Education, tips and tricks to help you conduct better fMRI experiments.
Sure, you can try to fix it during data processing, but you're usually better off fixing the acquisition!

Thursday, February 27, 2014

Using someone else's data

There was quite a lot of activity yesterday in response to PLOS ONE's announcement regarding its data policy. Most of the discussion I saw concerned rights of use and credit, completeness of data (e.g. the need for stimulus scripts for task-based fMRI) and ethics (e.g. the need to get subjects' consent to permit further distribution of their fMRI data beyond the original purpose). I am leaving all of these very important issues to others. Instead, I want to pose a couple of questions to the fMRI community specifically, because they concern data quality and data quality is what I spend almost all of my time dealing with, directly or indirectly. Here goes.

1.  Under what circumstances would you agree to use someone else's data to test a hypothesis of your own?

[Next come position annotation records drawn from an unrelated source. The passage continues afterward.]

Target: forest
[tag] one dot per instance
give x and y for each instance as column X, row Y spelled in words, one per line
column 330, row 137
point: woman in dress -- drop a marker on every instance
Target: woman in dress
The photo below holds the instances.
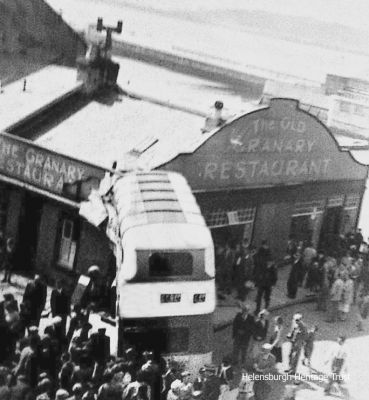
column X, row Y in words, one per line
column 347, row 296
column 276, row 339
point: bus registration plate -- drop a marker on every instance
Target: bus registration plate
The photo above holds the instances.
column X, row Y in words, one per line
column 170, row 298
column 199, row 298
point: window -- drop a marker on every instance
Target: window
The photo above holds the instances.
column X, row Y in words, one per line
column 68, row 244
column 170, row 264
column 178, row 340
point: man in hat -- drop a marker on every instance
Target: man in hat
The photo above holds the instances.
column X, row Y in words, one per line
column 211, row 389
column 264, row 364
column 243, row 328
column 34, row 296
column 186, row 389
column 60, row 303
column 265, row 274
column 297, row 337
column 338, row 360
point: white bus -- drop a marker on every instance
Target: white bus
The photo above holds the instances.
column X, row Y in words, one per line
column 165, row 268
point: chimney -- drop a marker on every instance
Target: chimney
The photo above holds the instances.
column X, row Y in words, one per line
column 96, row 70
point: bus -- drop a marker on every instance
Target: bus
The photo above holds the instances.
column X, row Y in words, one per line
column 165, row 282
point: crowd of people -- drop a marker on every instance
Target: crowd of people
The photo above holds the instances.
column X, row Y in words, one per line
column 69, row 360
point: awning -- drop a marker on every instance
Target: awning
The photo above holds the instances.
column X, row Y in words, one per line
column 41, row 192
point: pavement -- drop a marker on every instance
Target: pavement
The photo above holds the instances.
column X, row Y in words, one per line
column 228, row 308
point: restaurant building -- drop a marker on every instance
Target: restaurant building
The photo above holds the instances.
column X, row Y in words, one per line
column 274, row 173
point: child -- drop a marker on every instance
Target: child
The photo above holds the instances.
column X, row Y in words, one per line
column 245, row 387
column 309, row 345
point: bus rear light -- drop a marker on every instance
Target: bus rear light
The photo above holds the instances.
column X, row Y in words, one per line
column 170, row 298
column 199, row 298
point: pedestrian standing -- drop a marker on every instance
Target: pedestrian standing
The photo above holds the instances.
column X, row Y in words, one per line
column 264, row 364
column 260, row 332
column 297, row 338
column 265, row 274
column 8, row 260
column 60, row 303
column 309, row 345
column 335, row 298
column 347, row 296
column 295, row 276
column 276, row 339
column 337, row 360
column 243, row 328
column 212, row 384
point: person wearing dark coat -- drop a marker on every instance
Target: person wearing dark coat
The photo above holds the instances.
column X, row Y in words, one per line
column 35, row 297
column 243, row 328
column 265, row 275
column 212, row 384
column 60, row 303
column 294, row 276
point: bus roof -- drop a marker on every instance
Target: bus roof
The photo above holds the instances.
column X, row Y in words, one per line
column 155, row 197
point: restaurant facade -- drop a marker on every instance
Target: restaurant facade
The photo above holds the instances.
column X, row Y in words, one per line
column 275, row 173
column 40, row 193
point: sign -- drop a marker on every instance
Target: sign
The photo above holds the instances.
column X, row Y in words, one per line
column 277, row 145
column 42, row 168
column 170, row 298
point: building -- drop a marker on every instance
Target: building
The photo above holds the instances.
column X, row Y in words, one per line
column 273, row 171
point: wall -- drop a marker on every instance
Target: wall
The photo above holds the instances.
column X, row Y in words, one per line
column 93, row 249
column 47, row 237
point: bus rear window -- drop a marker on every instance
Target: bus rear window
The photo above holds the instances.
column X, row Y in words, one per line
column 170, row 264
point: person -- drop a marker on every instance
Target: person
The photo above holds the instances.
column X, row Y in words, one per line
column 198, row 385
column 309, row 345
column 4, row 388
column 186, row 389
column 60, row 303
column 175, row 389
column 337, row 360
column 264, row 364
column 276, row 339
column 242, row 330
column 297, row 337
column 211, row 389
column 324, row 290
column 294, row 276
column 261, row 327
column 265, row 275
column 335, row 298
column 170, row 375
column 246, row 386
column 346, row 297
column 215, row 118
column 34, row 296
column 225, row 374
column 363, row 309
column 100, row 349
column 291, row 389
column 8, row 260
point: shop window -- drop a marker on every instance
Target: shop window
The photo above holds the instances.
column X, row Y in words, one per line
column 219, row 218
column 4, row 201
column 68, row 243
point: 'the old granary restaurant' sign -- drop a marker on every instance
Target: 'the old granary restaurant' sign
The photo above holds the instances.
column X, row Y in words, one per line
column 276, row 145
column 42, row 168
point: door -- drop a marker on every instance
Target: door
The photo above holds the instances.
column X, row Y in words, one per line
column 330, row 227
column 29, row 224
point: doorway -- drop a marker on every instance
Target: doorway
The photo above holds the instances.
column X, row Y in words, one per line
column 330, row 227
column 29, row 225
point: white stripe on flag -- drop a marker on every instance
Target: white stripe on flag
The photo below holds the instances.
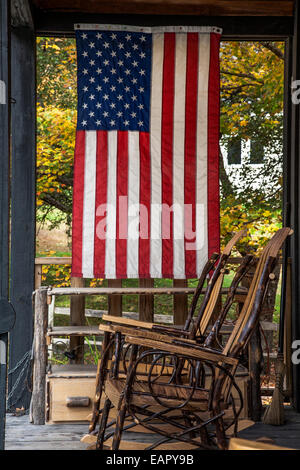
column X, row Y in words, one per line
column 111, row 230
column 133, row 204
column 155, row 149
column 178, row 156
column 201, row 190
column 88, row 225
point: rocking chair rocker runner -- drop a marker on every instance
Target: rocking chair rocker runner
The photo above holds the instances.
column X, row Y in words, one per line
column 193, row 330
column 200, row 399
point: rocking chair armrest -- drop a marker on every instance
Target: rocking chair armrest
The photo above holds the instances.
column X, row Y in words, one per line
column 188, row 350
column 141, row 324
column 148, row 334
column 127, row 322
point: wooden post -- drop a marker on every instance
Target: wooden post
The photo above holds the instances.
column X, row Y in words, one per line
column 77, row 318
column 292, row 189
column 115, row 301
column 40, row 357
column 4, row 193
column 288, row 333
column 146, row 302
column 38, row 271
column 255, row 368
column 180, row 303
column 23, row 145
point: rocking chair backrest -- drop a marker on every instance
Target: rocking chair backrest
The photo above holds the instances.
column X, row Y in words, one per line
column 214, row 286
column 249, row 315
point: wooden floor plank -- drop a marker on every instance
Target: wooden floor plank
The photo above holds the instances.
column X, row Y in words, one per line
column 22, row 435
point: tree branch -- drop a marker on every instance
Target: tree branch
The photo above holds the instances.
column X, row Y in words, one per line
column 271, row 46
column 52, row 201
column 242, row 75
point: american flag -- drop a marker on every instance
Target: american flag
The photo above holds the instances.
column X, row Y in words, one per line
column 146, row 177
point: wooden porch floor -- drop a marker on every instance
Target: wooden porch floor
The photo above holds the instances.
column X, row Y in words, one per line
column 21, row 435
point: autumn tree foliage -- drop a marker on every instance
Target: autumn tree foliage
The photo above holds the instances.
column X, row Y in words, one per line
column 251, row 109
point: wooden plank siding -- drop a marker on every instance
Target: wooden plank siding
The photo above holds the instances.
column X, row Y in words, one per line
column 4, row 194
column 22, row 205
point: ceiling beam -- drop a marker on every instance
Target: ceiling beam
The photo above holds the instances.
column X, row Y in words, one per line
column 21, row 14
column 62, row 24
column 172, row 7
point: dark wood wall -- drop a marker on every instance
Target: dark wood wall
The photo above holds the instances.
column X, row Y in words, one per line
column 22, row 207
column 4, row 194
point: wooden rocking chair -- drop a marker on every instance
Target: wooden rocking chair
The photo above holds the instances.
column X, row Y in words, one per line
column 193, row 330
column 193, row 405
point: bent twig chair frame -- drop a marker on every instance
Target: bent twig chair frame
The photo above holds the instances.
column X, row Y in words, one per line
column 201, row 406
column 193, row 329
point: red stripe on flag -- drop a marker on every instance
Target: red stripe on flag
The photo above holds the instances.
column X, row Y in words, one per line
column 78, row 195
column 122, row 205
column 101, row 201
column 213, row 147
column 167, row 153
column 145, row 205
column 190, row 165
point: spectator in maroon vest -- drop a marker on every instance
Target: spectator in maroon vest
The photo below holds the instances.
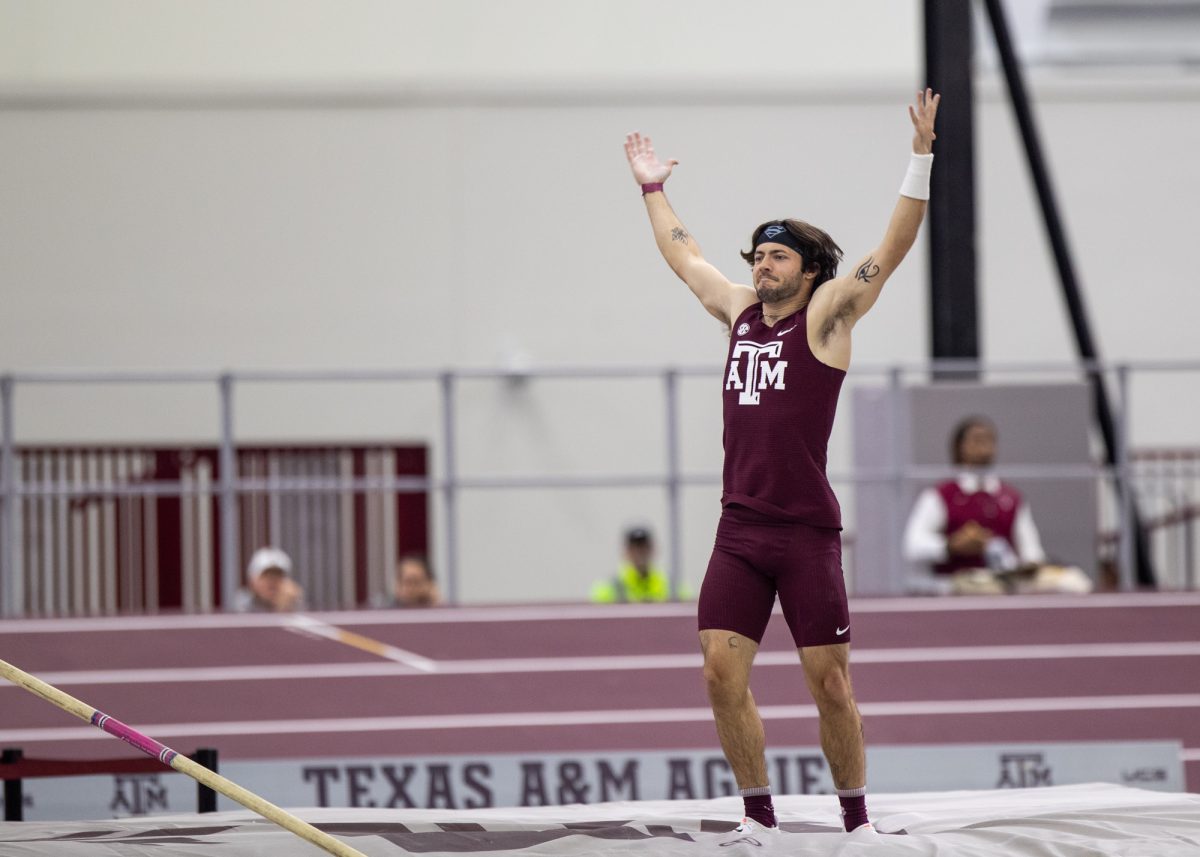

Possible concerns: scanner field strength and manufacturer, scan parameters, operator experience, reputation of acquiring lab.

2. What form of quality control would you insist on before relying on someone else's data?

Possible QA measures: independent verification of a simple task such as a button press response encoded in the same data, realignment "motion parameters" below/within some prior limit, temporal SNR above some prior value.

If anyone has other questions related to data quality that I haven't covered with these two, please let me know and I'll update the post. Until then I'll leave you with a couple of loaded comments. I wouldn't trust anyone's data if I didn't know the scanner operator personally and I knew first-hand that they had excellent standard operating procedures, a.k.a. excellent experimental technique. Furthermore, I wouldn't trust realignment algorithm reports (so-called motion parameters) as a reliable proxy for data quality in the same way that chemicals have purity values, for instance. The use of single value decomposition - "My motion is less than 0.5 mm over the entire run!" - is especially nonsensical in my opinion, considering that the typical voxel resolution exceeds 2 mm on a side. Okay, discuss.


Someone just alerted me to the issue of data format. Raw? Filtered? And what about custom file types? One might expect to get image domain data, perhaps limited to the magnitude images that 99.9% of folks use. So, a third question is this: What data format(s) would you consider (un)acceptable for sharing, and why?